Nei prossimi giorni, “i governi dovranno discutere al Vertice di Roma della strada da percorrere per proseguire nel cammino comune. Io credo che la chiave del futuro sarà nella determinazione a procedere con solidarietà e coesione, senza lasciare solo nessuno, ma anche senza frustrare le ambizioni e l’impegno di chi vuole più Europa in certe aree perché nella storia europea le ambizioni delle donne e degli uomini più visionari e coraggiosi hanno sempre portato progresso, democrazia e libertà per tutti”. Obiettivo prioritario “è il rafforzamento democratico dell’Unione, che può riavvicinare le persone all’Europa e consolidare la loro consapevolezza e percezione della propria cittadinanza europea, che è “la garanzia maggiore della continuità dell’Unione molto più degli intendimenti dei governi o delle opinioni dei commentatori”.
In chiusura l’intervento del presidente della Repubblica. “Oggi – ha detto Mattarella – l’Europa appare quasi ripiegata su se stessa. Spesso consapevole, nei suoi vertici, dei passi da compiere, eppure incerta nell’intraprendere la rotta. Come ieri, c’è bisogno di visioni lungimiranti, con la capacità di sperimentare percorsi ulteriori e coraggiosi. Capovolgendo l’espressione attribuita a Massimo d’Azeglio verrebbe da dire: ‘Fatti gli europei è ora necessario fare l’Europa’. Sono le persone, infatti, particolarmente i giovani, che già vivono l’Europa, ad essere la garanzia della irreversibilità della sua integrazione. Verso di essi vanno diretti l’attenzione e l’impegno dell’Unione”. La spinta all’unità, ha aggiunto, “si è sempre rivelata, comunque, più forte degli arroccamenti e delle puntigliose distinzioni pro-tempore di singoli governi o di gruppi di Paesi, giocando un ruolo significativo anche nel contributo alla evoluzione delle relazioni internazionali”. L’Europa “non può permettersi di rinviare gli appuntamenti con la storia, quando essi si presentano, né possono prevalere separatezze e, tantomeno, amputazioni. Va, piuttosto, praticata e accresciuta la vicendevole responsabilità, la solidarietà nei benefici e negli oneri”. Costruire il futuro, ha proseguito, “richiede all’Italia e all’Europa ogni possibile risorsa, una straordinaria unità d’intenti e una solida fiducia nei valori fondanti del processo di integrazione.
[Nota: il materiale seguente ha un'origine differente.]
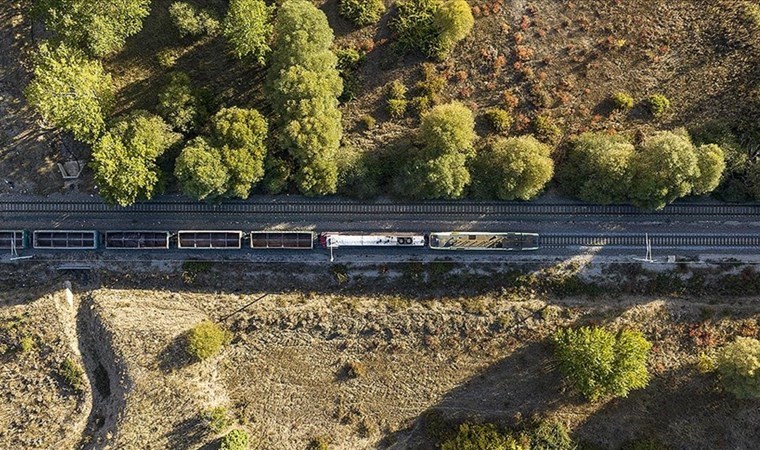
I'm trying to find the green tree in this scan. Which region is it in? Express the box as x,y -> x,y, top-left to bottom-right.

Non impossibili ritorni a un passato che non c’è più, non muri che scarichino i problemi sugli altri senza risolverli, bensì solidarietà fra Paesi, fra generazioni, fra cittadini che condividono una stessa civiltà“. Ogni qual volta “abbiamo – singolarmente o collettivamente – dimenticato questa spinta ideale, abbiamo contribuito – ha detto ancora – a trasformare un grande progetto politico in un programma tecnico-burocratico nel quale i cittadini europei stentano, talvolta, a riconoscersi. La congiuntura economico-finanziaria ha lacerato il tessuto sociale dei nostri Paesi, mentre, alle nostre porte, instabilità diffusa e fenomeni di portata epocale hanno messo in crisi la capacità dell’Europa di rispondere alle aspettative dei suoi cittadini”.